Terror/Cactus Present Their Trippy Northwest Take on Cumbia Digital

Published: November 21, 2018
The Seattle band delivers a new album and stages a party at Timbre Room. by Greg Scruggs

Seattle is almost 7,000 miles from Buenos Aires, but our city is finding a niche for the hypnotically irresistible sound of cumbia. For the uninitiated, cumbia is a pan–Latin American folkloric genre that originated in Colombia. It has a trademark guitar style and an unmistakable steady beat from the güiro, a shaker-like percussion instrument. Like a slower cousin of salsa, it's also a popular partner dance.

Argentine producers have been experimenting with cumbia electronically for a decade. Many of those "cumbia digital" pioneers passed through the groundbreaking ZZK Records. The Argentine label's most recent Seattle stop was in June at Barboza, where they found the perfect local opener: Terror/Cactus.

Terror/Cactus is the bridge between these two otherwise disparate cities, the brainchild of 31-year-old Martín Selasco, who was born in Buenos Aires, was raised in Miami, and moved to Seattle as a teenager. His grandfather ran popular Argentine record label Music Hall, and his father continued the imprint's distribution from Florida, where the young Martín was initiated into the family business.

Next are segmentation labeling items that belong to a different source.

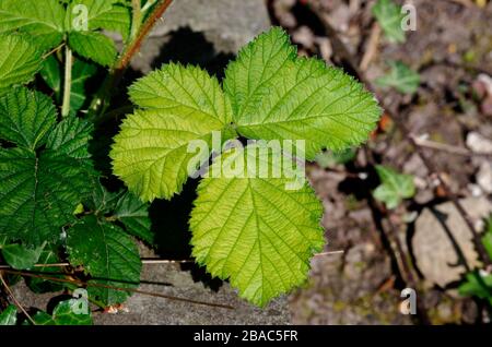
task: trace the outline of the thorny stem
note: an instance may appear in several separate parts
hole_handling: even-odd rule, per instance
[[[141,0],[131,0],[131,33],[130,33],[130,41],[133,40],[142,25],[142,8]]]
[[[206,302],[206,301],[199,301],[199,300],[194,300],[194,299],[173,297],[173,296],[168,296],[168,295],[165,295],[165,294],[147,291],[147,290],[140,290],[140,289],[120,288],[120,287],[115,287],[115,286],[109,286],[109,285],[103,285],[103,284],[99,284],[99,283],[86,283],[86,282],[79,280],[79,279],[50,277],[50,276],[33,274],[31,272],[23,272],[23,271],[15,271],[15,270],[4,270],[3,272],[8,273],[8,274],[13,274],[13,275],[21,275],[21,276],[33,277],[33,278],[42,278],[42,279],[59,282],[59,283],[70,283],[70,284],[74,284],[74,285],[78,285],[78,286],[84,286],[84,287],[106,288],[106,289],[112,289],[112,290],[127,291],[127,292],[133,292],[133,294],[141,294],[141,295],[147,295],[147,296],[156,297],[156,298],[163,298],[163,299],[168,299],[168,300],[183,301],[183,302],[189,302],[189,303],[195,303],[195,304],[203,304],[203,306],[209,306],[209,307],[214,307],[214,308],[234,310],[234,307],[229,306],[229,304],[222,304],[222,303],[215,303],[215,302]]]
[[[96,93],[94,99],[91,103],[90,111],[92,112],[92,120],[104,112],[107,107],[106,104],[108,103],[115,86],[119,84],[125,71],[131,62],[131,59],[138,51],[140,51],[140,47],[142,46],[143,40],[172,2],[173,0],[159,0],[152,12],[148,15],[144,23],[142,25],[139,25],[138,34],[136,34],[136,36],[131,38],[130,41],[126,45],[124,51],[121,52],[115,65],[112,68],[109,74],[104,81],[101,89]],[[142,11],[140,10],[140,12]]]
[[[65,81],[63,81],[63,104],[61,105],[61,117],[70,113],[70,94],[72,88],[72,50],[65,46]]]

"As a kid, I'd hang out in the warehouse, help him box up CDs, and put labels on packages," Selasco said in an interview. "I discovered a lot of Latin American folk that way."

As an adolescent, Selasco went from a nearly all-Latinx school environment in Miami to being the odd one out here, where he was ignorantly teased for being "Mexican," even though Seattle is closer to Mexico City than Buenos Aires is.

Music helped him cope. "I have been making music my whole life—electronic tango, indie pop with Argentine folklore mixed in, some cumbia, spazzy garage pop," he recounted.

And despite the harassment at school, the Emerald City provided some advantages. "Seattle has this amazing music scene that is especially accessible to younger people with all-ages shows," he said. "Miami felt like a more adult city."

Taking a cue from the ZZK sound, Selasco's Terror/Cactus project is of a more recent vintage, inspired by current events.

"I started making cumbia right after Trump got elected. Because he misrepresented Latin Americans and immigrants so terribly, I wanted not only to celebrate my Latin American roots but also the pan-Latin unifying experience of cumbia," Selasco said.

Terror/Cactus's second album, Impulsos, drops on December 1 with a release party at Timbre Room, where Selasco (on guitar) will be joined by David Plell (of garage rockers Powerbleeder) on timbales and güiro, while free-jazz outfit the Sky Is a Suitcase's Mike Gebhart handles percussion.

The eight tracks on Impulsos alternate from the brooding, atmospheric melancholy of "Serpiente Nocturna" and "Voces de Barro" to bouncy, eight-bit beats on "Danza de las Pirañas." Selasco's semi-psychedelic, semi-surf-rock guitar shines throughout, most notably on "La Quebrada."

All that instrumentation stands for itself, as Terror/Cactus eschew lyrics and perform in masks.

"I don't want to be singing about me and my personal experience," Selasco said. "I'm fascinated by the idea of embodying something else and playing around with identity, how other people might see you and how you might see yourself differently with a mask."

"I've always liked to make masks," he added. "They represent otherworldly things."